For a while, the Francks won many prizes and performed many concerts in Paris. However, their father was a non-musician who planned that his two sons, especially Cesar, would make the family rich and famous, through their music. His attempts to influence critics and to insert himself into negotiations with orchestras and presenting organizations, led to a strong negative reaction, both to the father and his two performing sons. They were forced to return to Belgium.
Eventually his father's continued meddling caused young Franck to revolt and to move out of his parents' house. The spark which set off the revolt was the composer's growing interest in one of his students, a young woman whose parents were actors at the Comedie Francaise. Because men could not marry without their father's permission before the age of 25, Franck had to wait, but he married the girl and moved to Paris, where he began a career as a church organist and a concert performer, known for his ability to improvise at the keyboard.
Among his greatest supporters was the composer Franz Liszt. He died in 1890, not long after being involved in a collision between a tram and a horse-drawn vehicle, although people still dispute whether the accident had anything to do with his demise.
Franck was known to have had unusually large hands, and much of his music involves active melody, performed within repeated outer chords.

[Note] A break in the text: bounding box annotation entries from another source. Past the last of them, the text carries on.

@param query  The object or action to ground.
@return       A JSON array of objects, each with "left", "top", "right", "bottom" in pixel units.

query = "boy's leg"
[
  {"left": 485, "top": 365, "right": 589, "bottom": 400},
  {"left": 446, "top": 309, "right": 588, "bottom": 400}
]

The third work is ''Symphonie No. 2, Op. 26,'' by Marcel Dupre. Dupre was born in Rouen, capital of French Normandy. His father was an organist before him.
He studied at the Conservatoire in Paris and was soon appointed to the faculty there. Among his many accomplishments was a tour across the United States, funded by John Wanamaker, whose chain of department stores was once one of the biggest in our country.
The flagship store of the Wanamaker chain in Philadelphia contains a very elaborate pipe organ, on which concerts were often given, including by Joshua Stafford, during his days at Curtis.
Dupre composed extensively for the organ and he arranged many works of music by other composers which were written for other instruments or for orchestra, to be performed on the organ. He replaced Charles Marie Widor as organist at Paris's St. Sulpice church, where he was still the official organist when he died in 1971.
Although Franz Liszt's ''Fantasie und Fugue uber den Choral 'Ad Nos, Ad Salutarem,''' is certainly a spectacular work, and will no doubt ''razzle dazzle'' the audience and send them into the streets, thrilled, I'm out of space to discuss it. I've heard rumors that the improvisations upon it are going to knock socks off, left and right.
I hope to see you on Friday. at St. Luke's.